I'm inclined to say yes, they should (other than for artistic purposes or breast-feeding,). If the purpose is to illicit sexual arousal, then that probably shouldn't be public. Likewise, people should close the door when they have sex.

I really believe that sex is another one of those things that should be private, unless it's for a purpose- education, story-telling, art, or pure aesthetics. It's a crying shame that sex isn't as big of a deal as it used to be because once you get to sex in a relationship, that's as far as you can go physically- other than eventually trying the really crazy stuff. If it starts there, then where's the build-up? Where's the emotional intimacy that makes sex SOOOOO good?!?! It should be big deal! So, nudity for sexual purposes should be, too. Otherwise, it's a waste. Keep it covered and keep some mystery. That's way sexier.


Tuesday, September 24, 2013

Government Assistance

This post will be more political and less about feminism.

I know a person who is pregnant, 24, and un-married. She and her boyfriend want to keep the baby, but so far it has been is extremely hard for them. She works 25 - 30 hrs/week, as does he, but it's just not enough. Usually, I'd say, "If you're not making enough at one part-time job, get another!". Myself, I have four-ish (sometimes, only three). However, a pregnant woman should not have two jobs. In my opinion, a woman whose body is going through the extreme upheaval of pregnancy should have the added physical stress of working too much.

So, she applied for government assistance. She was denied because she works more than 20 hrs.

She was denied assistance BECAUSE she works.

...

Another person I know has three children by three different men, hasn't worked in more than a decade, and was recently arrested for some serious stuff... Stuff she'd been doing for years, but didn't get caught until now.

She has never had a problem with getting government assistance. She's had SNAP, WIC, LINK, as well as child support payments to pay almost all of her bills for many, many years.

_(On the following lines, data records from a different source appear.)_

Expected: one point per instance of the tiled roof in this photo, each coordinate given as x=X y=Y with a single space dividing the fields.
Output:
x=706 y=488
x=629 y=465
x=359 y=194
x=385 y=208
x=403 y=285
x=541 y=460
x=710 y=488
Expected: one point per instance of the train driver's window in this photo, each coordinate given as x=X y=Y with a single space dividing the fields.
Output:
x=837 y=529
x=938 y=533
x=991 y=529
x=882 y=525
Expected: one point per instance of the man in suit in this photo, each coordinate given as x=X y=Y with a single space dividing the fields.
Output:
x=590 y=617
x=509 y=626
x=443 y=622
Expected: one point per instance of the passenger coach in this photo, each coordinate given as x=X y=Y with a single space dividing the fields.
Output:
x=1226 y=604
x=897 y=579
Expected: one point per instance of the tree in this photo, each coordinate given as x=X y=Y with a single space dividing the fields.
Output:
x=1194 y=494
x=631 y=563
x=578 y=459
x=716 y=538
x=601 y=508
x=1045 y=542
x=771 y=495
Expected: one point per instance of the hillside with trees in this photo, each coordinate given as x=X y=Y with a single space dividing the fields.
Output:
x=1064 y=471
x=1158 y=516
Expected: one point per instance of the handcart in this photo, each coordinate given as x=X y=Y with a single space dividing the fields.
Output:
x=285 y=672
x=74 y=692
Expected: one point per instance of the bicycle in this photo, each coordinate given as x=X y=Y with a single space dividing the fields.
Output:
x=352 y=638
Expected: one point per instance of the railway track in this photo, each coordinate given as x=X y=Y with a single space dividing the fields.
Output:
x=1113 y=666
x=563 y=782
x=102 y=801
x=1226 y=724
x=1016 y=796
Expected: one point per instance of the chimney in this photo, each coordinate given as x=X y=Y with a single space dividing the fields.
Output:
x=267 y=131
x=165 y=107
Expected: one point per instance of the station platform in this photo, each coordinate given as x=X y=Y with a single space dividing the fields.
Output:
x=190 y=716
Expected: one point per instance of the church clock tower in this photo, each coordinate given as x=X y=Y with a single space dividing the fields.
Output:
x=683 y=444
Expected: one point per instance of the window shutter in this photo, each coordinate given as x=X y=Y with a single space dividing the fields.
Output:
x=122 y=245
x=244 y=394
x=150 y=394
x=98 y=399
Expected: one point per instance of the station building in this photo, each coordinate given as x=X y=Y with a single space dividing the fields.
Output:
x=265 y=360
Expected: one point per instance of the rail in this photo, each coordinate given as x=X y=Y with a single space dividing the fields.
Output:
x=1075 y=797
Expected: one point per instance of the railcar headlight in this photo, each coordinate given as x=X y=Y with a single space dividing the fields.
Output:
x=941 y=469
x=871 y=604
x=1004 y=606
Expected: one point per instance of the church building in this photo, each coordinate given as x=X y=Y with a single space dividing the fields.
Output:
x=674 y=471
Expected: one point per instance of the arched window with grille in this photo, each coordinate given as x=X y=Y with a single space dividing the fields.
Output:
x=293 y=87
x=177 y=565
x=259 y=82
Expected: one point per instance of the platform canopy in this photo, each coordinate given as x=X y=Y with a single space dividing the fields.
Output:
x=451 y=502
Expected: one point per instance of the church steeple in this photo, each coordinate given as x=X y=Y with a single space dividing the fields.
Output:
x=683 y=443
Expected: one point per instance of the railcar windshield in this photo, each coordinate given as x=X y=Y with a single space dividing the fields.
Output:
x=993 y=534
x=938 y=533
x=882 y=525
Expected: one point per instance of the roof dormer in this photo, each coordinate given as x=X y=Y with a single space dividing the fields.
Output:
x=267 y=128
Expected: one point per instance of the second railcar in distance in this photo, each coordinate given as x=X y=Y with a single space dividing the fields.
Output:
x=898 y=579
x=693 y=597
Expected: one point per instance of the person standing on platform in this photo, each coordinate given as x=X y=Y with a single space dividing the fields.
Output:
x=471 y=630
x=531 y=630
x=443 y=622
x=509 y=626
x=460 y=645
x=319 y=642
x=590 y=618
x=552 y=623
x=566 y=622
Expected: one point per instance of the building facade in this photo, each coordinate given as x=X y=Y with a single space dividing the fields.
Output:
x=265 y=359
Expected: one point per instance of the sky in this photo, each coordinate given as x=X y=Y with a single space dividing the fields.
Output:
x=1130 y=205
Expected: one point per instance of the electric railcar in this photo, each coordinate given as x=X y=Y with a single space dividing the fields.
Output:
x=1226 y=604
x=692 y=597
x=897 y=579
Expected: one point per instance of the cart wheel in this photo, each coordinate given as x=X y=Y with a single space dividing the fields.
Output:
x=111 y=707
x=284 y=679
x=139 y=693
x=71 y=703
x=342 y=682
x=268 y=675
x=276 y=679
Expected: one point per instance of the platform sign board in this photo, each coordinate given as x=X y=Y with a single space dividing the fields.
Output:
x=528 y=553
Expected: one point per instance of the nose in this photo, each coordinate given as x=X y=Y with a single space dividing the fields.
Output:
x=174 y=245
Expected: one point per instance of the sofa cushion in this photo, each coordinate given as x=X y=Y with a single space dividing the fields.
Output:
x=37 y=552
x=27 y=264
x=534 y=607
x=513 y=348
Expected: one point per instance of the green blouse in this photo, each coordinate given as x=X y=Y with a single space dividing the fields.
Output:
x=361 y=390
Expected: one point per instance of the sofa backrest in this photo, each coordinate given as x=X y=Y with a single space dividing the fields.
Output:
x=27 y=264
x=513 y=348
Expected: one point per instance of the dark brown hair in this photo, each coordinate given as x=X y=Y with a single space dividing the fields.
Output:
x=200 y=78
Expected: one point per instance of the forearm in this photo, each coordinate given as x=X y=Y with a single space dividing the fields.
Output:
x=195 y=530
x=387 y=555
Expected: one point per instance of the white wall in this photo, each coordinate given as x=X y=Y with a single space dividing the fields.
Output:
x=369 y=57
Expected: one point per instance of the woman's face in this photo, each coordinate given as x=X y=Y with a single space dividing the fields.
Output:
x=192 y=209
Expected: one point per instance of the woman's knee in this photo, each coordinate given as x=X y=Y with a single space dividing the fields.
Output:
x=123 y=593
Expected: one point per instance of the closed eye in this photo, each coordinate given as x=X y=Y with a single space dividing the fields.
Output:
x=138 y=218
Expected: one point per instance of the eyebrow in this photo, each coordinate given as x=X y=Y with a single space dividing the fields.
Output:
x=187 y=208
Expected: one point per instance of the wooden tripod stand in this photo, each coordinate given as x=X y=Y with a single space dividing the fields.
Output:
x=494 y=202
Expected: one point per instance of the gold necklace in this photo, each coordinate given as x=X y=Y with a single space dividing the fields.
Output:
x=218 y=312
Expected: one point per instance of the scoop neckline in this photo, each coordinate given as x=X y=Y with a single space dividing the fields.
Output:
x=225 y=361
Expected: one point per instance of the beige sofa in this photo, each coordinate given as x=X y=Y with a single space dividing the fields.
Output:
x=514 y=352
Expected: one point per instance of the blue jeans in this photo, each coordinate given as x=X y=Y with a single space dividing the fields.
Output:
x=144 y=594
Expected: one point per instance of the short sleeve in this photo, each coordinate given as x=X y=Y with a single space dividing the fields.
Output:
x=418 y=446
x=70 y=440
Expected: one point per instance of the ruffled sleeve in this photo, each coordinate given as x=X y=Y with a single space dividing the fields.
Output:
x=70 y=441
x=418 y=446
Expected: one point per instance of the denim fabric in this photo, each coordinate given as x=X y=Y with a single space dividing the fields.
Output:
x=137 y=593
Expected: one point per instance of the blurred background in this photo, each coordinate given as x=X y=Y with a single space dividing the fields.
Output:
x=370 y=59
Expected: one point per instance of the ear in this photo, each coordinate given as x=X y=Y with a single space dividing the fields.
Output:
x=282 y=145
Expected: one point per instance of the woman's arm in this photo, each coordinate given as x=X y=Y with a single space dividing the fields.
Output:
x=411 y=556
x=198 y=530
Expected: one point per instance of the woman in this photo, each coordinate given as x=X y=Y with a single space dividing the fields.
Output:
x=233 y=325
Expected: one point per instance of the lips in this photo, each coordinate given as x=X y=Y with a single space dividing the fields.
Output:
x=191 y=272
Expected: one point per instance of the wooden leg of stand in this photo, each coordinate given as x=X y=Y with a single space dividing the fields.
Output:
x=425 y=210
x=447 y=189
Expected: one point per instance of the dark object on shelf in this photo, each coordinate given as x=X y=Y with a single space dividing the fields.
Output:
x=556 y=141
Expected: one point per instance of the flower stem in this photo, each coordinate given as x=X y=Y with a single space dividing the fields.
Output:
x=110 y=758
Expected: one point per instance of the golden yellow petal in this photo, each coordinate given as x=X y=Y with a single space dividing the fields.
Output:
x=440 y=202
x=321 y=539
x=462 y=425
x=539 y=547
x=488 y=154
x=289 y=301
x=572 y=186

Why is this system punishing people for actually working but needing a bit more while rewarding others for having lots of kids they can't pay for?

P.S.

As a very healthy woman in her mid-twenties, I cannot get affordable health insurance. If I had a kid, no problem, but as a responsible woman who is waiting until she is financially ready for kids, I can't get health insurance.

The beginning...

I try to be sophisticated and stylish in the way I dress, wear my hair, the way I act... but I suspect that people see right through it. They see someone who is trying to look sophisticated and stylish. They see an insecure, socially awkward, girl. A girl, not a woman.

This is always the way I see myself, as a girl. I'm not sure why this is, but it's something I can't shake.

Right now, though, I feel like a woman.

In the following pages, I am going to say the things I usually don't. These are the things I usually think, but never voice. Things I'm sure that, if I even said to my friends or family, they'd give sycophantically encouraging and cliche responses.

So, I'm opening myself up to anyone that might stumble upon this blog. May be no one will care, but it'd be nice to have a sort of public diary. I guess we'll see.